Pranesh Srinivasan

Data. Hacks. Opinions.


Earlier today, the New York times published a wonderful visualization on how family income affects children’s college chances. The visualization uses a new you-draw-it-first paradigm, where the reader guesses the expected relationship / trend before being shown the actual data. I found the idea very cool. Go ahead and try it, I’ll wait. It’s easy to see why this is easily one of my favourite NY Times visualizations ever.

Except, they chose the wrong dataset to exhibit the you-draw-it-first paradigm.

Spoiler Alert

After you proceed to draw your guess, you find out that the relationship between “Percent of children who attend college” and “Parents’ income percentile” turns out to be surprisingly1 linear. Apart from the article itself calling the result “astonishing”, the aggregate responses given by NY Times readers (as of my writing the post) looks like the shaded region in this2:

Aggregate of Trends drawn by NY Times Readers - 10:45 PM PDT

As it turns out, the linearity arises only because of a few tricks at play here:

  • Income Rank in the US is distributed ~log(Dollar Income).
  • The original paper, Chetty, Hendren, Kline, talks about the quality of college attended as well, which the NYTimes article leaves it out.
  • The original paper defines attending college as the mere presence of one or more 1098-T filing for a child. This definition is very broad and includes everything from universities to vocational schools.

Let’s choose an x-axis we intuitively understand

Let’s really dig in and see if this is as unintuitive as the article makes it seem. First let’s collect centile income data from Raj Chetty’s Equality of Opportunity. Since raw data of college attendance and quality is not readily avaiable, let’s reconstruct them off of the graphs in the paper3.

To verify our data, let’s first plot College and Attendence vs Rank as the paper does:

Attendance, Quality vs Rank (Reproduced as in Chetty's paper)

Here’s the same chart drawn against actual Income Dollars as opposed to Income Rank on the horizontal axis:

Attendance, Quality vs Income Dollars

This is immediately easier to relate to as the horizontal axis is far more intuitive. We all know how much a thousand dollars is (as opposed to an income centile), and how hard it is to get a $1000 raise as opposed to how hard it is to get one that will push us up by one percentile2.

What does a percentile amount to?

The article states, “Moving up a single percentile on the family-income distribution makes enrolling in college about 0.7 percentage points more likely”. That’s incredibly hard to wrap my head around. How much is a percentile in dollar terms? Again, quoting, “About $2,400 in annual income separates the bottom two dots, while nearly $1 million separates the top two”.

Asking the reader to guess the relationship against Income Rank as opposed to Income Dollars is the difference between asking users to draw f(x) against log(x) as opposed to x!
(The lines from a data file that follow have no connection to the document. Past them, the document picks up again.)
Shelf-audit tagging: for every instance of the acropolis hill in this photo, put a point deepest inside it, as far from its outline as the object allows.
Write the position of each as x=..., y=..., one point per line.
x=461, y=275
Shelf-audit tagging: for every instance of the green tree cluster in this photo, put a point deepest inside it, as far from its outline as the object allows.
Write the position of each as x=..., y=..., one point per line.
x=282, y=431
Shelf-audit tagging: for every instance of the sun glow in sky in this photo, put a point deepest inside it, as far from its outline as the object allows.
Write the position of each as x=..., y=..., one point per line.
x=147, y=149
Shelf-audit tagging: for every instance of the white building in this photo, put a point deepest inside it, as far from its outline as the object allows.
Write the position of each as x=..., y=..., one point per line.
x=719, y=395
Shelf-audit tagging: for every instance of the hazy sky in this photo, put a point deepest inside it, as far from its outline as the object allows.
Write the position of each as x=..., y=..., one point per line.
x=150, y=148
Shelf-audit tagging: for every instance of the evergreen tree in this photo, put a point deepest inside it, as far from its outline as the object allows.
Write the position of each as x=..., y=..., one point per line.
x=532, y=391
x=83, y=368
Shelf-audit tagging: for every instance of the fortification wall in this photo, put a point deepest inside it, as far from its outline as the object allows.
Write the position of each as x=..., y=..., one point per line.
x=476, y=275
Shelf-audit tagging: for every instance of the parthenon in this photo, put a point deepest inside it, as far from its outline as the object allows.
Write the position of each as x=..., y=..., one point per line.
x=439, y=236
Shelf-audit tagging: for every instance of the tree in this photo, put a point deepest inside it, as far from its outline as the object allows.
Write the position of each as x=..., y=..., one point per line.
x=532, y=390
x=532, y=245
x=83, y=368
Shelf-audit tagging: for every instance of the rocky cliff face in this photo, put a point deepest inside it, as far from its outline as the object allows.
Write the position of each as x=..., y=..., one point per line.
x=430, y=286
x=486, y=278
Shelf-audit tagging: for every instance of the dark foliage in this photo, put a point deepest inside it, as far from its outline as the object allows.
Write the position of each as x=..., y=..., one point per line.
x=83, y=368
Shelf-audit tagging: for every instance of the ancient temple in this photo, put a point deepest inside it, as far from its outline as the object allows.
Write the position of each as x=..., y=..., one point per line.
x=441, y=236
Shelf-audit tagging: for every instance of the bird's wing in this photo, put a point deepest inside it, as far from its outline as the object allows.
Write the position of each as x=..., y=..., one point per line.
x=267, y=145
Using the right axes matter!

Are we measuring the right thing?

College quality and attending college only tell part of the story. What’s really important is how much these children make when they are older. Chetty, Hendren, Klein do collect and present how “Family Income of Child at age of 31” varies with Parent’s Income Rank. Here’s a Google Sheets rendition of their data:

Attendance, Quality, Family Income of Child vs Rank

Here’s the same data plotted against our preferred horizontal axis of Parent Income Dollars:

Attendance, Quality, Family Income of Child vs Rank

This graph is far easier to understand! In fact, it begin to tell a story. A story of a world where the challenges of pursuing a quality college4 education bottoms out with income, but at the same time, a world where the money one is likely to make is directly proportional to the financial resources one has growing up.

If you made it this far, here’s the data along with interactive charts. As a bonus, here’s a sweet treat for you - a Toby Morris comic that tells a similar story.

  1. The entirety of the charm of a you-draw-it-first charm presumably lies in a surprise such as this. With that considered, the surprise isn’t that surprising after all.
  2. Yep, my intention was to draw an S curve - but my impatience got the better of me!
  3. Extrapolation was easy since the paper mentions that college attendance is linear with rank, and college quality is quadratic.
  4. By college, we really mean an educational institution that had to file a Form 1098-T.